A heat recovery installation is suitable for recovering heat from a relatively hot source of heat to a relatively cold source of heat and vice versa. The device is particularly suitable for recovering heat from used ventilation air from buildings. In this case, the fresh ventilation air coming in from outside is heated by means of the discharged used ventilation air if the outside air is colder than the air in the building. Conversely, the device can cool down incoming fresh air by means of the outflowing used air if the air outside is hotter than the air inside the building.
A car radiator is a known heat exchanger which cools the coolant in the engine by means of air which flows through it. Just before the air entry point the air has the same temperature as the ambient air, and a few centimeters downstream the air has a much higher temperature at the air exit point as a result of having cooled the coolant in the radiator. Due to the velocity of the air, the heat in the hotter air downstream cannot flow to the colder air upstream and the radiator forms an optimum barrier against heat which would like to flow from the hot side to the cold side. Such a barrier is also referred to as a superadiabatic flow. The flow is superadiabatic if the velocity of the inflowing air is greater than the velocity of the heat, which wants to flow from hot to cold. (Pushing a metal rod sufficiently quickly into a hot liquid will not result in scalding of your hands). The heat velocity of a substance is expressed in Péclet (Pe), which has to be significantly greater than 1 (Pe>>1) in order to achieve a good superadiabatic flow, with the downstream heat insulation being optimal.
A known superadiabatic burner preheats the inlet air of a radiation burner for a thermophotovoltaic cell (TPV) [reference: K. Hanamura, TPV Power Generation using Super-Adiabatic Combustion in Porous Quartz Glass]. In this case, the TPV converts the radiation into electrical energy. As the TPV operates at room temperature, a transparent insulation has to be provided between the TPV and the burner. With the known burner, porous quartz walls are used for this purpose, as a result of which the inlet air flows superadiabatically and also recovers the heat radiation loss in the quartz in the process. Due to the superadiabatic flow, the heat of the burner cannot flow against the flow and the TPV remains at room temperature. This burner has the drawback that a significant amount of heat is lost in the exhaust of the burner which cannot be recovered through the inlet air which flows through the porous quartz walls.

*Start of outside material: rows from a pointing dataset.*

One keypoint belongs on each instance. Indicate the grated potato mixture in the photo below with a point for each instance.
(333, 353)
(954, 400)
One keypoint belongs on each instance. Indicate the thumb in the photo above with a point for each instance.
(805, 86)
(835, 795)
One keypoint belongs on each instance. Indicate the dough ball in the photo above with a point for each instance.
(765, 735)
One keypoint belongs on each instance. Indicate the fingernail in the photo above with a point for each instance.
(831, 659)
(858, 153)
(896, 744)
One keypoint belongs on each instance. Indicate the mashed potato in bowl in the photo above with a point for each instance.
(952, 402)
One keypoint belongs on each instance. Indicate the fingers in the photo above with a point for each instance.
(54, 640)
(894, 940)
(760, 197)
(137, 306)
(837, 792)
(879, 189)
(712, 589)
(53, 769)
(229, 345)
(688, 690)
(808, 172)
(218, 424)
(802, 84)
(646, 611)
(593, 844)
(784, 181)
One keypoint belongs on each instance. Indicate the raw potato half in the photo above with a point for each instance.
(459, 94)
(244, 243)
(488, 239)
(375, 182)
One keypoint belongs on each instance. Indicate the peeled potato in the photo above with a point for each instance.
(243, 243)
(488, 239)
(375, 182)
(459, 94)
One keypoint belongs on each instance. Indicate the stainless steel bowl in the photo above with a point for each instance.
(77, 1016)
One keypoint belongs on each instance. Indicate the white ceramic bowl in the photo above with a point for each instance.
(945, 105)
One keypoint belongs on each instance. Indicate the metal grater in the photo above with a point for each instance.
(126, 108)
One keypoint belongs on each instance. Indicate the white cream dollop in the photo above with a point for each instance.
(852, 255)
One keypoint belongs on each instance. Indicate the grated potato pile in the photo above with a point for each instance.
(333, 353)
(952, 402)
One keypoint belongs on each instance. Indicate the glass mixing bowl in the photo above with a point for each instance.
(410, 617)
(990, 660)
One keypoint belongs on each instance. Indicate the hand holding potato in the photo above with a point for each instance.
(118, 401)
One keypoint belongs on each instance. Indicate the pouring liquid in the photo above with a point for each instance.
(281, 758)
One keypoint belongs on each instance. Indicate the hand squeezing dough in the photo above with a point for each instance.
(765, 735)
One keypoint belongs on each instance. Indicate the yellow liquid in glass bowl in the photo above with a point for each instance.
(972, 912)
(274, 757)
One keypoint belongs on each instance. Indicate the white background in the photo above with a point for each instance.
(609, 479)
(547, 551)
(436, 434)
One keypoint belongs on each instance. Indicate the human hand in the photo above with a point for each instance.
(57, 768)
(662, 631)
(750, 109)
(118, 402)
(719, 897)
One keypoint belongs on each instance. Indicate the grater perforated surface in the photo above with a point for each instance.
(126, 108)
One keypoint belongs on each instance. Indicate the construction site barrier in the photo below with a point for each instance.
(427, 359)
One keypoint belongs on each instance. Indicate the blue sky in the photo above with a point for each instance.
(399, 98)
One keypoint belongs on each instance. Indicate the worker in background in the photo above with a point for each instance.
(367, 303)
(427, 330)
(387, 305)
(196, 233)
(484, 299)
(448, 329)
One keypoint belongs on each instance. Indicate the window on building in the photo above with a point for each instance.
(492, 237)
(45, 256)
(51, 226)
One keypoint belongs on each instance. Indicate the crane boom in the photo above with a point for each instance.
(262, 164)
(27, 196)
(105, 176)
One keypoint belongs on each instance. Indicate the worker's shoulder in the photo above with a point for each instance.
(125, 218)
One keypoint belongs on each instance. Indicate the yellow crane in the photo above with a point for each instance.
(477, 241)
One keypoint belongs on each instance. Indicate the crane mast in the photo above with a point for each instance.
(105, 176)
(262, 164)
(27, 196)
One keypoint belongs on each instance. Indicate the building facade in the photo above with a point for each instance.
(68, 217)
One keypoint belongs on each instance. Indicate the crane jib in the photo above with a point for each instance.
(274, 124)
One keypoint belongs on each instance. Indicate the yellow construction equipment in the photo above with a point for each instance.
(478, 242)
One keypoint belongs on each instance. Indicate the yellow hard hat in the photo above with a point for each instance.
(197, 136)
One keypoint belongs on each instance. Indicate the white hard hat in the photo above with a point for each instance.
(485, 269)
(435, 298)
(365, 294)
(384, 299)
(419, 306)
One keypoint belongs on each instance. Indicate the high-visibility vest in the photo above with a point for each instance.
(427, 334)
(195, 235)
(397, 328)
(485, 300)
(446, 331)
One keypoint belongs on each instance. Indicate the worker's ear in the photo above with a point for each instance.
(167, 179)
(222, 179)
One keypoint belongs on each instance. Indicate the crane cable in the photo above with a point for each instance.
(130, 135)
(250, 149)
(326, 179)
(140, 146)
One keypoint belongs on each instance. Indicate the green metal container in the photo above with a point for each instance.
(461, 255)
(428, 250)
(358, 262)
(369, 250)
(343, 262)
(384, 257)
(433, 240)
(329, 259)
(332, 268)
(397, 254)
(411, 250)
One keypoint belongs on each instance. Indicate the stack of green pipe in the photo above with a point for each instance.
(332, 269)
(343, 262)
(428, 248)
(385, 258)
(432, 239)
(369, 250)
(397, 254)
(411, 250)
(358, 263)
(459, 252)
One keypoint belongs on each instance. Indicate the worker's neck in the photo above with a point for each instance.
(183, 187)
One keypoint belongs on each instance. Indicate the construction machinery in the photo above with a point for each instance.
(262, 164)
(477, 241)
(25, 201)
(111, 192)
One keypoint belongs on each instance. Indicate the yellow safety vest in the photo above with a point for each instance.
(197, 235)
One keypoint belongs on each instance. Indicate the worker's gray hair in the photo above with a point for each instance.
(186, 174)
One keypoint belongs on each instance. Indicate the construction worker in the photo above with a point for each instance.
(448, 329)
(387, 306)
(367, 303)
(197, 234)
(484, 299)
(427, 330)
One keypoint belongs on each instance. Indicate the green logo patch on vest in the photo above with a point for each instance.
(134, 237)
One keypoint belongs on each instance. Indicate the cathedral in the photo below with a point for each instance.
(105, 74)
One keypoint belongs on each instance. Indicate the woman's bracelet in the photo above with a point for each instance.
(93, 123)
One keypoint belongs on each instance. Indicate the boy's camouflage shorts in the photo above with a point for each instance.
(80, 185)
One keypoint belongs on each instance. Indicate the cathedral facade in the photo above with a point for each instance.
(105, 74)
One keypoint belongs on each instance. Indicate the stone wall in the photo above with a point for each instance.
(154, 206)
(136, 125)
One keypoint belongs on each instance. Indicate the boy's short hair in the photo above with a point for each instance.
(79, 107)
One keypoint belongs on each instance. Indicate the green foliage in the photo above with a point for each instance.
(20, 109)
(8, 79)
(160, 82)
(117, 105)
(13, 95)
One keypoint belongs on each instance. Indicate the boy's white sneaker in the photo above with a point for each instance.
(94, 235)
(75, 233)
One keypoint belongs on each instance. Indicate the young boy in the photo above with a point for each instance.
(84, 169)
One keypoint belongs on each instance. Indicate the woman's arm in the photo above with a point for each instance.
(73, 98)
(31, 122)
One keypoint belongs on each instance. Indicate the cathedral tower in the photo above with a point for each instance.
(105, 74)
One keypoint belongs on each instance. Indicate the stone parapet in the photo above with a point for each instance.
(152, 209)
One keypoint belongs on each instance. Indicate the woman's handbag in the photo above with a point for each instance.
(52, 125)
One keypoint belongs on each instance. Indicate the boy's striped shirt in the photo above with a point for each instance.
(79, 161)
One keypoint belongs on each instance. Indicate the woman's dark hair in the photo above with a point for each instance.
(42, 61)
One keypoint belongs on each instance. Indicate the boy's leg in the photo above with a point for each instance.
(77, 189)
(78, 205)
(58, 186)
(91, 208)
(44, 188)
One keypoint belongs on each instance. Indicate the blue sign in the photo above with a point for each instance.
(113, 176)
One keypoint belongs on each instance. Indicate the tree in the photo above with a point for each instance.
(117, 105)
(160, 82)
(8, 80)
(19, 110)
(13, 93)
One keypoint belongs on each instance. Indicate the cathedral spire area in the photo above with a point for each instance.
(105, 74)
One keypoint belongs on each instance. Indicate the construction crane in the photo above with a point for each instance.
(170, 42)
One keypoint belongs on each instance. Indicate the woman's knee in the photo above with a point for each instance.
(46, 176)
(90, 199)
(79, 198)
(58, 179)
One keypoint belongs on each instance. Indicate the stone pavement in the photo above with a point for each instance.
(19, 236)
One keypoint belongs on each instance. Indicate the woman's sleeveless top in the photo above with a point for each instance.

Known heat recovery installations for ventilation air consist of a heat exchanger, in which the discharged ventilation air flows on one side of a wall and the inflowing ventilation air flows on the other side. The heat is in this case exchanged according to the counterflow principle. Examples thereof are compact heat exchangers, heat wheels and the Fiwihex. The counterflow principle, in which the discharged air flows in the direction opposite to that of the fresh air, is necessary in order to achieve an efficiency in excess of 95% in practice. In co-current, for example, the maximum efficiency which can be achieved theoretically is only 50%, and in crosscurrent the maximum efficiency which can be achieved, depending on the angle at which crossing takes place, is theoretically between 50 and 100%. The known heat recovery installations for ventilation air are not suitable for insulating large surface areas by means of superadiabatic flow and for collecting heat from (sun)light.
Known solar collectors are solar boilers which are insulated against heat loss using glass wool or foam on the shadow side and transparent channel plate on the sun side. Channel plate consists of several plates which are arranged parallel to one another and between which air cavities are present. The plates are kept at a distance from one another by means of partitions which are arranged parallel to one another. Thus, channels are created in the air cavities between the partitions and the plates which run parallel to one another. In the case of two plates, one layer of channels is thus formed (channel layer) or a single-channel plate, and with several plates n, n−1 channel layers or an (n−1) channel plate is created. Thus, four plates result in a three-channel plate. Although channel plates insulate reasonably well and are therefore widely used for passive heating of glasshouses and greenhouses, much of the heat of the incident and collected (sun)light is lost, particularly in winter when there is little natural light and the environment is cold.
Due to environmental problems and the fact that the supply of fuels is finite, there is an increasing need to recover heat and use solar heat, as well as to store it. In addition, due to the improved insulation of buildings, the need for central ventilation with increasingly large flow rates becomes greater and the demand will rise for compact and inexpensive integrated heating and ventilation installations, which produce heat in the winter in a highly efficient manner, both from (sun)light and through the recovery of ventilation air, and using as little as possible of the increasingly expensive and environmentally polluting primary energy. In addition, there is an increasing demand to achieve cooling in the summer using as little as possible of the increasingly expensive and environmentally polluting primary energy.